Right now, I am poking around the early parts. I am learning about the roots of liberalism and their connection with Romanticism, and here’s where things get really wild for me. Nearly to the degree that history is in my blood, Romanticism is, too. Only toward the end of my education at DTS did I become aware that it was its own theological movement, and that its fingerprints were all over my life. I knew Modernity as rationalism, and Postmodernity as a kind of post-rationalism. I had heard about German Higher Criticism and Darwinism and fundamentalism and so on. I knew my denominations. I knew my doctrines. But Romanticism was always talked about under other names, or perhaps only through nearby relations like Pietism, Scottish Common Sense, Idealism, and so on. This really landed on my radar as an area worth exploring after reading Carl Trueman’s Rise and Triumph of the Modern Self.
So on the one hand, I am curious, and that is always a good sign. I also feel a burden to understand liberalism, postmodernism, and progressivism, and I have never been able to shake that burden. I’m not interesting in winning some apologetic debate; I wish to find the truth, not defeat an opponent. But if I can learn something from these traditions and perhaps bring to light things that could bring healing to the church, that would be an incredible priviledge.
But one last connection.
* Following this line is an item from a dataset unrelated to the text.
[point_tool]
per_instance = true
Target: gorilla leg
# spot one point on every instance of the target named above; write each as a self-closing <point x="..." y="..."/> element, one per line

Did I mention I majored in English? In every elective where I had the choice, I focused on 19th and 20th century literature. Until now, that education was preparation for the mind in general, but it has not proved all that useful in theological conversations. So studying the roots and effects of Romanticism puts me in a position to re-engage with my undergraduate work. This is thrilling to me for many reasons, not least of which is that I chose these studies because I enjoyed them and not because I planned to get anything professionally advantageous out of them. I have since been haunted by the need to choose the thing that will make my efforts “count” in some way, (see above), and that always casts a bit of doubt over whether there is anything deeper there to ground the labor. I look forward to exploring further whether there is something there in the natural growth that can feed the more structured enterprise.
Goodness. I sat down with the hopes of sharing what I had been reading about the Romantics, but it’s turned out to be all prelude instead. I promise to come back to it, though I know not when.